Je vous aime quand même.
Bouh ! Il y a du vent, le ciel s’est enveloppé d’un voile tristounet, la température a chuté. En clair, il fait moche. Si quelques touches de pluie venaient à compléter le tableau, il ferait alors vraiment très, très, très moche.
Pelotonnée au creux de mon cocon, j’observe le temps (dans tous les sens du terme) qui passe. Un peu comme une vache ressasse et rêvasse en regardant passer les trains.
Mais ce matin, les wagons défilent sans entrain. Sans doute est-ce un effet de bord du déconfinement ? Je me sens si lasse de vivre en marge de la vraie vie...
Photo Abigail Resident
Je m’efforce de garder le cap en donnant le change. Mais mon calme apparent n’est qu’une façade qui masque le bouillonnement intérieur. Et ce matin, la coquille dans laquelle je me recroqueville menace d’exploser.
Le désordre qui règne dans ma tête a l’allure d’un puzzle en vrac sur un étal de souk. Les réflexions se télescopent. Les idées s’enchevêtrent. Les pensées fusent tous azimuts. Les ruminations s’éparpillent. Les obsessions tournillent. Les images jouent à cache-cache et les mots au yoyo. Je noircis l’écran de lettres que j’efface aussitôt. Puis, je ré-écris avant de supprimer et ré-ré-ecrire. Coupes, copies et collages se succèdent en joyeux bazar.
Je crois qu’il est temps de faire une pause. Histoire d'apaiser la micro-tornade intérieure de ce mercredi étréci.
Gageons qu'en remontant les bretelles de mon moral logé dans les chaussettes, je pourrai parer le reste de la journée d'une tenue plus fun.
Je vous laisse en vous envoyant une bise déconfinée à souhait.
Mimi (en proie au syndrome de la casa)
PS : Confinement ou déconfinement, même combat ! Rien de neuf depuis lundi sauf la coupe de cheveux de Gilles2 qui a déjà repris le golf...
2 Gilles est mon mari.
(14/05/2020)
Mots d’un jeudi a priori très ordinaire. Sans plus, ni moins. Un neutre, en somme.
Je vous enlace dans mes mots sans polarité.
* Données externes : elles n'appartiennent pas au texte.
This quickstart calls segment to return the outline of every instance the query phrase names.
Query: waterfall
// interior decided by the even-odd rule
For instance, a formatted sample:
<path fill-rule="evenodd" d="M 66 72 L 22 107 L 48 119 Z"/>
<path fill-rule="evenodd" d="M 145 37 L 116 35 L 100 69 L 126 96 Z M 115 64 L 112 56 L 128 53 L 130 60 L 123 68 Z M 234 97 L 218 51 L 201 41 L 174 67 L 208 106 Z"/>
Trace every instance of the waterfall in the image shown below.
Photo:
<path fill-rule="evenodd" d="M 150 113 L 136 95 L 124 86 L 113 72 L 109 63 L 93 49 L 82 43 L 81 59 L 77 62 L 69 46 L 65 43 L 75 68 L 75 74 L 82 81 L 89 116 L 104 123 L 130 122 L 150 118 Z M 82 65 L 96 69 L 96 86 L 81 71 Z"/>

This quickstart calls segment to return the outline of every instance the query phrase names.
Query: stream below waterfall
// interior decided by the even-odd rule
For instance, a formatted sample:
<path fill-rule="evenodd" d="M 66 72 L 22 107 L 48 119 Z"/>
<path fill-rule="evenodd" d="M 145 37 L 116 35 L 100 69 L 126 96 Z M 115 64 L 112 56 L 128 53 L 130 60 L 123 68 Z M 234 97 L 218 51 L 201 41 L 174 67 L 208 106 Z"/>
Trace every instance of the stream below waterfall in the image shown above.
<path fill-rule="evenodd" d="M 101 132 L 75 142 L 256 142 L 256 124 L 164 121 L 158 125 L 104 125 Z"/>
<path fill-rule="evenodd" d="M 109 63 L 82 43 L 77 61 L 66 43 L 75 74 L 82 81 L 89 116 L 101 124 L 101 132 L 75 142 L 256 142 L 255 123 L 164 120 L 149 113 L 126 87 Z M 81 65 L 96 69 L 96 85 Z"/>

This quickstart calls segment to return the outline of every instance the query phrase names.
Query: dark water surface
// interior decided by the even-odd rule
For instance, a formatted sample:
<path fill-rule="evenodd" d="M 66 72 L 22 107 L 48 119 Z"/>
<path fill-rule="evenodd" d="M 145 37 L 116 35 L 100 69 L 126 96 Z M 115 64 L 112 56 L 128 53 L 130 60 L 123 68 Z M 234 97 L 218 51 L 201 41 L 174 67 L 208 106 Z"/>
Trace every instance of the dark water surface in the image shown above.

Comme une cerise confite tombée au fond du cake, je me sens encore un peu écrasée aujourd’hui. Est-ce un reliquat de la mini-tornade qui a tourbillonné hier matin au cœur de ma tête avant de s’évaporer dans l’après-midi ? Possible. Mais, je ne vais pas m’appesantir sur les fluctuations d’une humeur qui a tendance à faire sa diva façon Caliméro. Faudrait que je songe à consulter un dentiste pour limer les dents de scie de ce foutu moral sinusoïdal !
En attendant, aujourd’hui, c’est Mirna (ma psy) qui va prendre soin de mon âme. Par vidéo interposée, car pour l’instant, la peur de sortir l’emporte sur le reste (un effet du syndrome de la cabane). Après presque quatre mois de thérapie, je vais mieux, c’est une évidence. Mais je peine encore à me sentir bien. Les derniers degrés de liberté émotionnelle sont les plus difficiles à grappiller... Qui a dit que le mieux était l’ennemi du bien ? Pfff !
Sinon, ce jeudi a endossé une parure de ciel clair saupoudré de nuées d’écume laiteuse. Ce matin, le train-train du quotidien est parti sur des chapeaux de roues plutôt mous. Depuis, ça roule sans à-coups.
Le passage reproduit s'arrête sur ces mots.